Why Carl Maria von Weber, though? Well, Weber (1786-1826) was a very important figure in the development of German opera in the classical era. Further to this, his music also had a small influence on the beginning of Romanticism. Weber retained importance and a legacy with later composers, which is interesting considering in today’s concert halls, it is actually quite rare to hear a piece by Weber.
Hindemith took various melodies from some of Weber’s more obscure piano works. In homage to the composer, Hindemith preserves the themes pretty much exactly as Weber composed them, as well as retaining the structure of the works as well. However, to balance this out, and ‘making it his own’, Hindemith changed everything else, which includes the harmony, extending melodic phrases and the development of the work as a whole.
If you listen to Weber’s works next to Hindemith’s, you can hear the melodies and how little they have been changed.
Symphonic Metamorphosis is in four movements:
Movement 1 – Allegro
The first movement, Allegro, is upbeat and militaristic. It is based on Weber’s Piano Sonata for Four Hands, which Hindemith used to play to his wife. Hindemith makes this melody into a fully fledged orchestral movement. The A and B sections highlight the two principal themes, which are threaded throughout this movement.

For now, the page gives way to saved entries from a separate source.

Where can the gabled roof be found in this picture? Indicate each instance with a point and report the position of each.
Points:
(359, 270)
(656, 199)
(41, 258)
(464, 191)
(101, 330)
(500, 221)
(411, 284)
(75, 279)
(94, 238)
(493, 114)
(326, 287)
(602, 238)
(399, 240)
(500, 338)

There is a certain intensity felt throughout this short movement, with the ‘end product’, if you will, being the cadences. Hindemith develops Weber’s sonata by expanding the cadences, decorations and harmonic movement, making it an exciting interpretation.
Movement II – Scherzo
The second movement, a scherzo, explores the incidental music that Weber originally composed for a play called Turandot. This play was set in ancient China, and the first melody heard is resonant of Chinese musical tradition. This movement highlights the moving between different eras, starting at baroque, and ending in twentieth-Century America. Hindemith’s orchestration shows the light and shade between instruments with extremities in pitches.
The conversations between the instruments create isorhythmic patterns, which become noticeably denser as the movement progresses. Hindemith also utilises counterpoint, which shows the influence of the baroque era. The end brings thunderous drumming and the main Turandot melody, and it has been said these last phrases signal its survival.
Movement III – Andantino
The slow third movement is based on Weber’s Piano Duet Op. 3 No. 2. The serenity within this movement is more than welcome after the tumultuous second movement. The melodies are smoother, the rhythms are set in a balanced 2 throughout most of the movement. The upper woodwinds glimmer like sunshine throughout, and the complex harmonic accompaniment supports this.
Movement IV – Marsch
The fourth movement, which is set as a march, is based on another piano work (op. 70). Hindemith has expanded this material to essentially show off every instrument of the orchestra. In a strong ABA structure, this movement utilises Weber’s melodic material fully. Although in a strict march at the beginning, the fourth movement becomes whimsical in places, with the instruments really milking Weber’s luscious melodies.
Symphonic Metamorphosis on Themes of Carl Maria von Weber, is a powerful work which highlights not only Weber’s wonderful melodies, but Hindemith’s keen eye for orchestration and the development of small kernels of music.